Это было вовсе не сновидение и никогда им не было. Это была самая реальная реальность, стоило лишь бросить взгляд через грязный пластмассовый иллюминатор самолета, снижавшегося после рейса с Окинавы и доставлявшего обратно в 'Нам солдат, побывавших в краткосрочном отпуске. Впереди виднелась Обезьянья гора, возвышавшаяся над Китайским берегом на причудливом полуострове, а дальше открывалась картина, чем-то схожая с деловым центром Дейтона: многоцелевая воинская база и просторное летное поле аэродрома Дананг, окруженное ровными, как квадраты шахматной доски, кварталами зданий, улицами и дополнительными взлетно-посадочными полосами. А позади всего этого пыльными бородавками возвышались холмы, обозначенные на картах числами 364, 268 и 327.
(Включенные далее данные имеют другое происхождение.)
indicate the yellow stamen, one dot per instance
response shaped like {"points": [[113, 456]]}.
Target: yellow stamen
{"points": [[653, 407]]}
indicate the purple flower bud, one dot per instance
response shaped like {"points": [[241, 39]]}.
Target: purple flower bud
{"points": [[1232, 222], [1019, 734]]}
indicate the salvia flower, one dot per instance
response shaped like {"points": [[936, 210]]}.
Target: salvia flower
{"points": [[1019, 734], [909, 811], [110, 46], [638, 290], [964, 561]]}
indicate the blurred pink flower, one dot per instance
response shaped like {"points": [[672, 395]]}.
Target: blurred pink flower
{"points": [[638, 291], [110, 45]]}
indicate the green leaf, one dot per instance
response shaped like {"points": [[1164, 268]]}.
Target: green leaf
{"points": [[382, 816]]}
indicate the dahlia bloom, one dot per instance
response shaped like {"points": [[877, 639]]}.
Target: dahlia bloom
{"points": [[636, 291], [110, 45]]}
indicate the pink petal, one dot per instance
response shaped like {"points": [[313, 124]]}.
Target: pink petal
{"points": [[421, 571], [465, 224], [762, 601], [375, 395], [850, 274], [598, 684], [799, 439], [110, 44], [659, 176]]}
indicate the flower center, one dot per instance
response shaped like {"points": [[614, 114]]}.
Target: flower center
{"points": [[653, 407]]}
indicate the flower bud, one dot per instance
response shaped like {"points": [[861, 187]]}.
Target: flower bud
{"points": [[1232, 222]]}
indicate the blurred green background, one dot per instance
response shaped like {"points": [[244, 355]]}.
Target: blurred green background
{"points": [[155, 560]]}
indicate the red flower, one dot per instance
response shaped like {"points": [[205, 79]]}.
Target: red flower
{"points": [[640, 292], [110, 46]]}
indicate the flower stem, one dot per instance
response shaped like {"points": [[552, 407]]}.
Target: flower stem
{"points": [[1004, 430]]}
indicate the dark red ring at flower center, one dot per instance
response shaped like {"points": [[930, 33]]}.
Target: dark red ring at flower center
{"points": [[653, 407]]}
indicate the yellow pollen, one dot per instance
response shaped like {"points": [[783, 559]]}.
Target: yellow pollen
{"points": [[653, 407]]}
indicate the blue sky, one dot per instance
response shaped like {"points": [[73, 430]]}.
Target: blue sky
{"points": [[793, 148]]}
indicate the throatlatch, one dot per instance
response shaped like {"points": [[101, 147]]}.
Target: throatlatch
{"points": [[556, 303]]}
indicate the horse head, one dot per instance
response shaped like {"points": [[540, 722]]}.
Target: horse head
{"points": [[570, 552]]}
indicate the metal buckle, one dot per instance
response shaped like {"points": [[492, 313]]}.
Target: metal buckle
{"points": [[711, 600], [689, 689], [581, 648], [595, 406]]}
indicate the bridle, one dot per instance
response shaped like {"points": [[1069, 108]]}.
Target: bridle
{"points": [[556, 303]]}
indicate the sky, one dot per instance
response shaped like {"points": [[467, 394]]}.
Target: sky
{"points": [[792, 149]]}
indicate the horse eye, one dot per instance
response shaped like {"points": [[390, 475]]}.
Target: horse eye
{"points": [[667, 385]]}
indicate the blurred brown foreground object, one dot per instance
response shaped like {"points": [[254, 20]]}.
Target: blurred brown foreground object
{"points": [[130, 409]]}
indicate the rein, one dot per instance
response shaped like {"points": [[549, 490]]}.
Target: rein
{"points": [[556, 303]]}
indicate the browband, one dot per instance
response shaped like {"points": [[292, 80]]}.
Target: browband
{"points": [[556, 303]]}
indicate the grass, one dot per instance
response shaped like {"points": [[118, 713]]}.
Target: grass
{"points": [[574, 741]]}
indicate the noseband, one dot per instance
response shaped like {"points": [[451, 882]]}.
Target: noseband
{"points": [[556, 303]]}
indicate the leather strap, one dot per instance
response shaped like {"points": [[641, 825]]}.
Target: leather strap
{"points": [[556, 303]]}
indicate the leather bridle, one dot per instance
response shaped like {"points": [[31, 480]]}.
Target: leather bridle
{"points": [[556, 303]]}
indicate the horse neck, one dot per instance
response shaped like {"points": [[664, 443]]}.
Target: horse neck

«С-130» миновал береговую линию, пронзил низкие облака, окунулся в тропический туман и приземлился в заброшенном городе, который не так давно был одним из наиболее густонаселенных городов мира, столицей страны 1-го корпуса морской пехоты, местом, откуда осуществлялось Управление войной морской пехоты, ее 3-м водно-десантным соединением.
Пальмы все так же раскачивались на ветру, все так же вокруг теснились горы в великолепном уборе тропической зелени, но город уже был почти пуст. Все его главные заведения стеснились в несколько временных строений – опустевшая или, по крайней мере, «вьетнамизированная» столица. Несколько управлений все еще были укомплектованы, в нескольких бараках все еще шла жизнь, но и техники, и штабные работники, и эксперты, которые руководили военными действиями во Вьетнаме, пребывали теперь в полной безопасности у себя дома, и здесь оставались лишь отдельные части, например парни из огневой базы Додж-сити и несколько других, по воле случая замыкающих процесс эвакуации 1-го корпуса.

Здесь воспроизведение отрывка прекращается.